Design of Raw Material Sintering for Alumina Oxide Factory
Abstract
The sintering process plays an important role in alumina oxide production. Appropriate design for the raw material sintering process of alumina oxide plant is essential to achieving good product quality. The theoretical basis and experimental basis of this process were studied, and the different operating parameters of the production process were optimized and the corresponding tests were carried out. The components in the bed of the sintering furnace were analyzed, the sintering curves were drawn, and combined with mathematical analysis, the optimal parameters of the furnace were selected. By controlling the change of temperature, CO and CO2 content in the sintering furnace, it is possible to make the sintering process reach the maximum efficiency and ensure the quality of the final product.
1 Introduction
Alumina oxide is the most important raw material for the manufacture of abrasive tools, grinding discs and other abrasive tools. As the dominant material for abrasive production, it accounts for about 70% of the mass fraction in the abrasive. Its powder particles are minute and have high plasticity, making it difficult to heat and sinter. Sintering of alumina oxide determines the performance of abrasive materials and the overall quality level of abrasive tools. The performance of alumina oxide sintering layer is directly related to the hardness and wear resistance of abrasive tools. Therefore, a reasonable sintering design scheme is the goal of producers and engineers.
2 Bed Design
Analysis of bed structure of sintering furnace is an important factor to get high quality product. The individual component of the bed contains alumina oxide sand, oxides, clay and other graphite diffusion medium. It is important to determine the composition and size of the sintering bed to ensure ample surface area for contact between the particles and improve the efficiency of the furnace gas. Generally, the bed should have a loose structure. The chemical particles of the bed should have a small size so that the chemical reaction between them can be accelerated. The size of the particles should also be as uniform as possible to ensure uniform heat transfer throughout the bed.

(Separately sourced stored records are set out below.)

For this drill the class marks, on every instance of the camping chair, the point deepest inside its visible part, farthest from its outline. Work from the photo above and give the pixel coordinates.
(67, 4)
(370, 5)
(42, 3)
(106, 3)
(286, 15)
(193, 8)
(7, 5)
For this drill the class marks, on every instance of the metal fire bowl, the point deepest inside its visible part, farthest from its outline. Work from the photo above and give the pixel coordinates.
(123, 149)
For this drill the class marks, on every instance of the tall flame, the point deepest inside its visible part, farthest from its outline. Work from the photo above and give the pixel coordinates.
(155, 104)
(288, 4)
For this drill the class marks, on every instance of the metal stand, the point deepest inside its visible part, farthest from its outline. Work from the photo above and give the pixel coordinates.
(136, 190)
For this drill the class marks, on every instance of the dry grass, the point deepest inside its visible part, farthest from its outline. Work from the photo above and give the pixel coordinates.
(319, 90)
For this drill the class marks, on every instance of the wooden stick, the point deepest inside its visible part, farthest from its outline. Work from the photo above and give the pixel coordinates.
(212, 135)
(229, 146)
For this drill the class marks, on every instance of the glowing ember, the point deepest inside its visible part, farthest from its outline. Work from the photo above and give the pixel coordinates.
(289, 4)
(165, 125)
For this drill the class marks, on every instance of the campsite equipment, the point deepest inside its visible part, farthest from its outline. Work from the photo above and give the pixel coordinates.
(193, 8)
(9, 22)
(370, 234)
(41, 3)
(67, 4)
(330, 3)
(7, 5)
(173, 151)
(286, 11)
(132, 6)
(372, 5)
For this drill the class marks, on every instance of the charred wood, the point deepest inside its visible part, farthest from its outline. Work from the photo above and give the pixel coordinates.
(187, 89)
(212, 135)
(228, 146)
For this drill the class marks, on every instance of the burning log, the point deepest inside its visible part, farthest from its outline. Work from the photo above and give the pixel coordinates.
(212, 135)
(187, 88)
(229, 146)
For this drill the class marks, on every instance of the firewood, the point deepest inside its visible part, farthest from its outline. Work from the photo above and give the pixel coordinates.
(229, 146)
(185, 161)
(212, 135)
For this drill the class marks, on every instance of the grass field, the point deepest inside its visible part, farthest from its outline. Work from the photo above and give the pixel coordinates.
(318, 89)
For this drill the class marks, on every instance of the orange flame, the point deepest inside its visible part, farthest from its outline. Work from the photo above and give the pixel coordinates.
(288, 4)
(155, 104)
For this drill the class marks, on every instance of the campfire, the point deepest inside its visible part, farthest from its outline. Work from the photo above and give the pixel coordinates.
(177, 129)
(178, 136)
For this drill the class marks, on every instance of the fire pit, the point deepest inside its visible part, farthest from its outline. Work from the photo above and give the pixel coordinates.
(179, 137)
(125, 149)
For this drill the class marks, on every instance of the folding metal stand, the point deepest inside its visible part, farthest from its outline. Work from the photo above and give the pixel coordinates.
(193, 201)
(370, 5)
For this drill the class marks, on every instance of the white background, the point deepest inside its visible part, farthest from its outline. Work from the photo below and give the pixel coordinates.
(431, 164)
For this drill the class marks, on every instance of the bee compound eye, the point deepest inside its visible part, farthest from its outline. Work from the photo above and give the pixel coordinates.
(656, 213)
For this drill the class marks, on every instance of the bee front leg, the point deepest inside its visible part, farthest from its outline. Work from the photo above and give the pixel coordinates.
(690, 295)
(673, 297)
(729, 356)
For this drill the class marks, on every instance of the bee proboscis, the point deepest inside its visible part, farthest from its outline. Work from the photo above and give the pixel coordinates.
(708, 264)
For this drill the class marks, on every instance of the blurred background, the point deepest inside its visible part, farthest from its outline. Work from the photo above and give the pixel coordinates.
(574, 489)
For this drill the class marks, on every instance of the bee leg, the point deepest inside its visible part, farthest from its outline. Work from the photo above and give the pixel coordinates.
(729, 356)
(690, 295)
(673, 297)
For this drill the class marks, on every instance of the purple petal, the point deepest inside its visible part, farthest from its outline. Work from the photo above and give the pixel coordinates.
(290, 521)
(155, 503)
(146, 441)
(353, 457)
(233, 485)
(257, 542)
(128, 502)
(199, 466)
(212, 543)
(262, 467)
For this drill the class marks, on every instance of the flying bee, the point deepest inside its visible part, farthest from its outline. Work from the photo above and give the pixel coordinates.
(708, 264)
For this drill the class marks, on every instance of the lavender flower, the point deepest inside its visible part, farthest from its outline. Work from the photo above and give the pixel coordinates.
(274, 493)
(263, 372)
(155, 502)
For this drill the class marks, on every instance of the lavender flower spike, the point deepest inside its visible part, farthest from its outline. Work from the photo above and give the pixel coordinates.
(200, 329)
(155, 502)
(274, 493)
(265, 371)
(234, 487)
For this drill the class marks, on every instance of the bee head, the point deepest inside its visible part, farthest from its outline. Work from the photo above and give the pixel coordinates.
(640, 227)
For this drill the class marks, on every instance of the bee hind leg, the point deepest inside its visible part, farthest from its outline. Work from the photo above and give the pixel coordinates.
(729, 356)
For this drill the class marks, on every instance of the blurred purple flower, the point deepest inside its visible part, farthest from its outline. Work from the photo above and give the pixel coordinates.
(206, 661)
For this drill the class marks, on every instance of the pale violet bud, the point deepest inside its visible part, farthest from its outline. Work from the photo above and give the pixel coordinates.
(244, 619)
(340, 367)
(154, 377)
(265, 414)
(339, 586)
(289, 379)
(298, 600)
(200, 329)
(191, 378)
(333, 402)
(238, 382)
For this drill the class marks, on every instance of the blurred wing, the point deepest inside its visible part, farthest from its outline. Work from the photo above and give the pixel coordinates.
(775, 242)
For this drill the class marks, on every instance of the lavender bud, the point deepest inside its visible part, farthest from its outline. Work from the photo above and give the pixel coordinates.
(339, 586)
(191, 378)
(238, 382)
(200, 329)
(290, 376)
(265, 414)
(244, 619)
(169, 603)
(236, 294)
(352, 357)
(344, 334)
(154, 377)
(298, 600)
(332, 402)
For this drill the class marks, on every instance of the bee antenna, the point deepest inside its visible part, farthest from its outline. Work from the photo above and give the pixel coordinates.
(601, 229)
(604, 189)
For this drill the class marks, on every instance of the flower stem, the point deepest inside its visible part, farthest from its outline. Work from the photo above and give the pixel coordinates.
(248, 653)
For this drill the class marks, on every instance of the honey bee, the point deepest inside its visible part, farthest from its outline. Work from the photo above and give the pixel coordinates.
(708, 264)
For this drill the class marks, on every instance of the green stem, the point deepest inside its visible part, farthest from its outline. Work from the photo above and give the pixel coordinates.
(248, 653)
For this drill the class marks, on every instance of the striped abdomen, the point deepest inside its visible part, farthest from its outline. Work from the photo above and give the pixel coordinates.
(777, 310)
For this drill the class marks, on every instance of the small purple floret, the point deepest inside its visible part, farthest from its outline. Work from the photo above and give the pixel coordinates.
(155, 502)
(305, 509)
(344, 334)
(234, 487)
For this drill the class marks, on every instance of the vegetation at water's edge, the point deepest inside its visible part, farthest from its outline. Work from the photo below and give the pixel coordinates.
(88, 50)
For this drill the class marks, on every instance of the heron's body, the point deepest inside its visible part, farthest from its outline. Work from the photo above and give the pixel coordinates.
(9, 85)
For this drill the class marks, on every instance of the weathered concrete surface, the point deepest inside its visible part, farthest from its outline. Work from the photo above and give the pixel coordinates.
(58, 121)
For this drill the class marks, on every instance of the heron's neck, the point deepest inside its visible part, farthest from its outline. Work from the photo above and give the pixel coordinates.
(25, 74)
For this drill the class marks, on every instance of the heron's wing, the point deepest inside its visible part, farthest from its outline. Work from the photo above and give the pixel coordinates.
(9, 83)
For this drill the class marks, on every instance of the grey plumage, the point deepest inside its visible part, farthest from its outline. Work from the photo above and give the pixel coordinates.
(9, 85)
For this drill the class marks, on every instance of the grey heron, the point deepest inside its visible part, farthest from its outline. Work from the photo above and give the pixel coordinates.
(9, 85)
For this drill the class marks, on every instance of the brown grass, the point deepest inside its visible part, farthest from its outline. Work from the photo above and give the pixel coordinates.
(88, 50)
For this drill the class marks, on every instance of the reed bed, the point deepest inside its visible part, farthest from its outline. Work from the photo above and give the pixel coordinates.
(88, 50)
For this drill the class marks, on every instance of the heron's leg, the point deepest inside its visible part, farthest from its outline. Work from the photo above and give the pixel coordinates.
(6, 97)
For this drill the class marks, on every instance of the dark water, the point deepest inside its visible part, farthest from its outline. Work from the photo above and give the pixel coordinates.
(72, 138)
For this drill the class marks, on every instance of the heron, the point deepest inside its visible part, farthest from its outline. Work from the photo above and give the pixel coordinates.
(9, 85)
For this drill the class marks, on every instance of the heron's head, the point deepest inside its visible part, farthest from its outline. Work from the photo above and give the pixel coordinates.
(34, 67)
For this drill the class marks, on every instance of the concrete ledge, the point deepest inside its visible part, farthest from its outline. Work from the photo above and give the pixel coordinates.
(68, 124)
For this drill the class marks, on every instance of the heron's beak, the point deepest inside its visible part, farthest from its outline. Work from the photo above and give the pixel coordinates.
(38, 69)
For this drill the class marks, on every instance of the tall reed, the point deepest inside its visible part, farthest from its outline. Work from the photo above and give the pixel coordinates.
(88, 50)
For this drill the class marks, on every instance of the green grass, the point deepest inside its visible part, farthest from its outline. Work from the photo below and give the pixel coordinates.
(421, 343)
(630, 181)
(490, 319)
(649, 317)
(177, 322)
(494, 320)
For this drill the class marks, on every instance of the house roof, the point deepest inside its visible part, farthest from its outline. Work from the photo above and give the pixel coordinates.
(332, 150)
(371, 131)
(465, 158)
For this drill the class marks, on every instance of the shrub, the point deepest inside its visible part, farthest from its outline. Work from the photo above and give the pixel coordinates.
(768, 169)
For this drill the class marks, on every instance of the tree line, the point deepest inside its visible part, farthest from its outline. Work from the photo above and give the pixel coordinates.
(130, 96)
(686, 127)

3 Kiln Temperature Control
Based on thermodynamic principles, scientific control of kiln temperature is an effective way to ensure the good quality of abused products. The sintering temperature of alumina oxide can range from 1700℃ to 2250℃. Too low or too high temperature will lead to poor sintering effect. Therefore, the sintering temperature should strictly follow the prescribed conditions. Firstly, the low temperature of alumina oxide reaching 1200℃ gradually increases the sintering temperature to 1700℃. The temperature needs to be applied in a 250℃ step, which increases from 1700℃ to 1900℃, 2150℃, and then remain unchanged until the end of the sintering process. In addition, there should be a 250℃ stability time for each temperature rising step to ensure that the temperature is stable The sintering process should also be carried out at constant pressure and vacuum to avoid thermal expansion and shrinkage of the raw materials.

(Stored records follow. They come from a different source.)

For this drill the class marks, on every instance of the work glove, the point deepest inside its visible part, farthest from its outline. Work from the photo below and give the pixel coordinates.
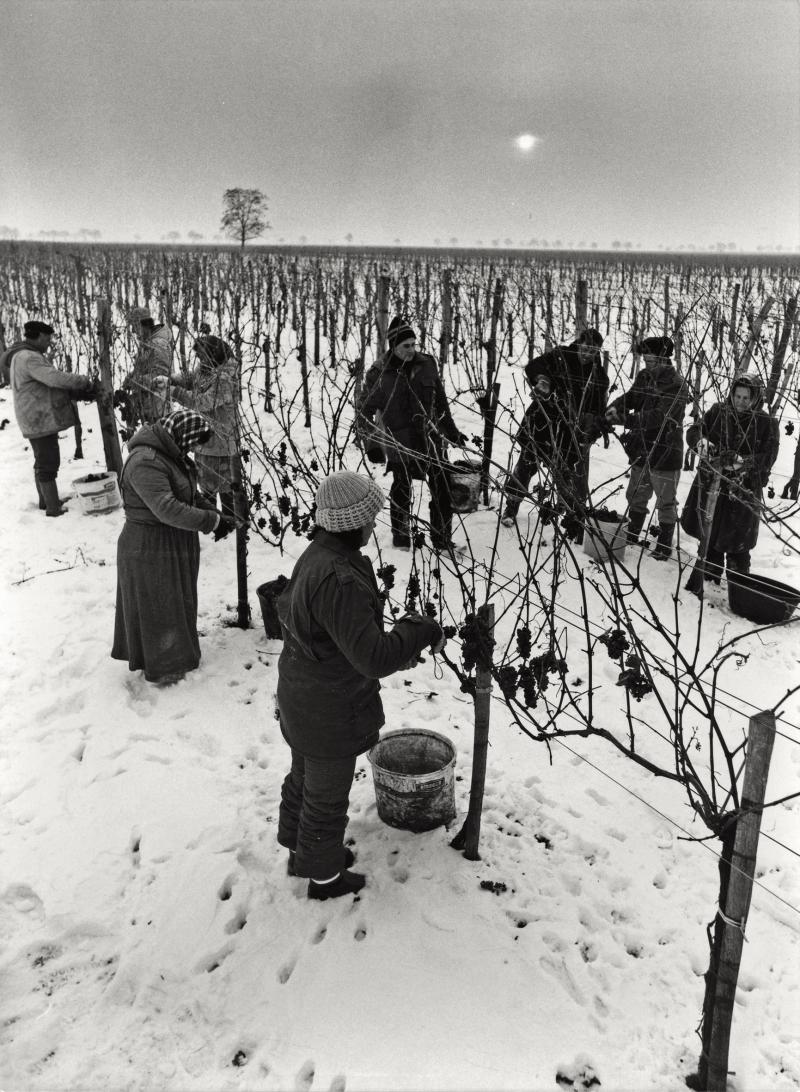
(223, 529)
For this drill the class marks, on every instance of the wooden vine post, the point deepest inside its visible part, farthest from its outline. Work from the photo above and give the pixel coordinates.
(737, 867)
(105, 393)
(582, 301)
(382, 311)
(489, 399)
(468, 837)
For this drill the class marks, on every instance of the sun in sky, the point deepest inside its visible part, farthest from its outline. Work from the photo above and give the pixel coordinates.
(526, 142)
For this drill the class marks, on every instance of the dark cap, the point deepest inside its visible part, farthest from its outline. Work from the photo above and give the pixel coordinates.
(656, 346)
(400, 331)
(34, 329)
(590, 336)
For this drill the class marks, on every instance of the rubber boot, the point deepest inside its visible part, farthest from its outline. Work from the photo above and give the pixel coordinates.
(635, 522)
(344, 883)
(349, 861)
(664, 546)
(52, 503)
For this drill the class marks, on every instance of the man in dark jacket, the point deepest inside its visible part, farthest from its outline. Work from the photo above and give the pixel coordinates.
(43, 404)
(580, 392)
(329, 698)
(652, 413)
(537, 441)
(407, 398)
(743, 440)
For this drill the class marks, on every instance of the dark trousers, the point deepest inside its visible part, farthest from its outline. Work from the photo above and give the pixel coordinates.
(715, 562)
(47, 457)
(441, 505)
(313, 812)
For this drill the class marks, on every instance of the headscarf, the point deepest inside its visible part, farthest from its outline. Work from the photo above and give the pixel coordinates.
(188, 428)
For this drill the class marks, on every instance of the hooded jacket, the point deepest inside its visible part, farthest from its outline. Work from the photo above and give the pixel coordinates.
(653, 412)
(408, 396)
(752, 437)
(335, 651)
(43, 394)
(158, 485)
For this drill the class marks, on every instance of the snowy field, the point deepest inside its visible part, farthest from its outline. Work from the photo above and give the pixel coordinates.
(152, 939)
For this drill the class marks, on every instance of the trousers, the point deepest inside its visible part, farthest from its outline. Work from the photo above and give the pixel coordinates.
(312, 818)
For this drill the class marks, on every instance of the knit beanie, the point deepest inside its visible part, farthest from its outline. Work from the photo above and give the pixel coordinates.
(400, 331)
(346, 501)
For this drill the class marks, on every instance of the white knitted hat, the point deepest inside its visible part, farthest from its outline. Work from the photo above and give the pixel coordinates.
(346, 501)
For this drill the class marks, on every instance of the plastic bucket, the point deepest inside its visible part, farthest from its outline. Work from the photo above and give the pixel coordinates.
(604, 536)
(464, 479)
(413, 774)
(761, 598)
(267, 593)
(97, 493)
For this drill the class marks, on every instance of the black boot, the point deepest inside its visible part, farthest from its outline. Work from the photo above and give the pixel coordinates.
(664, 546)
(349, 861)
(635, 522)
(344, 883)
(52, 503)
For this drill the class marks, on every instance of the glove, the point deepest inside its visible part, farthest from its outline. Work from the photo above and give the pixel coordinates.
(223, 529)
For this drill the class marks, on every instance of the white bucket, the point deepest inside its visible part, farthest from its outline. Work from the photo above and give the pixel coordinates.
(97, 493)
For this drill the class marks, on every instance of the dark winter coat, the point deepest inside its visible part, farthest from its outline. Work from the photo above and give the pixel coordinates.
(43, 394)
(652, 413)
(580, 390)
(158, 557)
(752, 436)
(406, 400)
(335, 651)
(580, 387)
(540, 429)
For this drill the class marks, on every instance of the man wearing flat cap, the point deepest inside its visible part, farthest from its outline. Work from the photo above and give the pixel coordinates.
(652, 412)
(580, 389)
(405, 410)
(154, 357)
(43, 404)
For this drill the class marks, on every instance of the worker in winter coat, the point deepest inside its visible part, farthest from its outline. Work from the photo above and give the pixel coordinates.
(537, 440)
(580, 387)
(335, 651)
(742, 441)
(154, 357)
(213, 390)
(43, 404)
(407, 398)
(652, 413)
(158, 549)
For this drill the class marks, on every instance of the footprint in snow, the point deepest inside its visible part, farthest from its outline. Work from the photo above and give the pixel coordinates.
(285, 974)
(305, 1077)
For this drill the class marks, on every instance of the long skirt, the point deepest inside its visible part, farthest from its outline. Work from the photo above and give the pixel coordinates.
(156, 622)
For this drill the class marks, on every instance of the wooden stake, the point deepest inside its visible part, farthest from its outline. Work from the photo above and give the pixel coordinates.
(737, 875)
(105, 395)
(468, 838)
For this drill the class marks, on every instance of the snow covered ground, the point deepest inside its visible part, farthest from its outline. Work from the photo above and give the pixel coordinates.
(152, 939)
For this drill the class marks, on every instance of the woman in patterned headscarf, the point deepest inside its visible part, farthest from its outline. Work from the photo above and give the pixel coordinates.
(158, 549)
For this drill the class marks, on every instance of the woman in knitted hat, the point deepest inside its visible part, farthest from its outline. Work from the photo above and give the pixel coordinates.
(335, 650)
(158, 549)
(739, 440)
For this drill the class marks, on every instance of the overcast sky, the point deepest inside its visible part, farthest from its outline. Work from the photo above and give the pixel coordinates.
(657, 122)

4 Carbon Dioxide and Carbon Monoxide
For sintering, it is necessary to introduce proper amount of CO and CO2 into the furnace. Carbon monoxide helps to accelerate the chemical reaction, reduce the grain size and improve the sintering performance and strength of the sintered material. Carbon dioxide acts as a reductant and helps to produce carbon which has a high melting point which is beneficial to sintering. Too much CO and CO2 will lead to severe burning of the bed and will damage the quality of the product. In order to ensure the best possible sintering effect, the content of CO and CO2 should be strictly controlled during the sintering process.
5 Conclusion
The sintering process of alumina oxide is very important for achieving the required product quality. Through the above analysis, the influencing factors in the sintering process have been discussed, and an appropriate design scheme for the sintering process of alumina oxide has been proposed. The factors such as bed design, kiln temperature control, and carbon dioxide and carbon monoxide contents should be considered and optimized for the sintering process, in order to achieve maximum efficiency and product quality.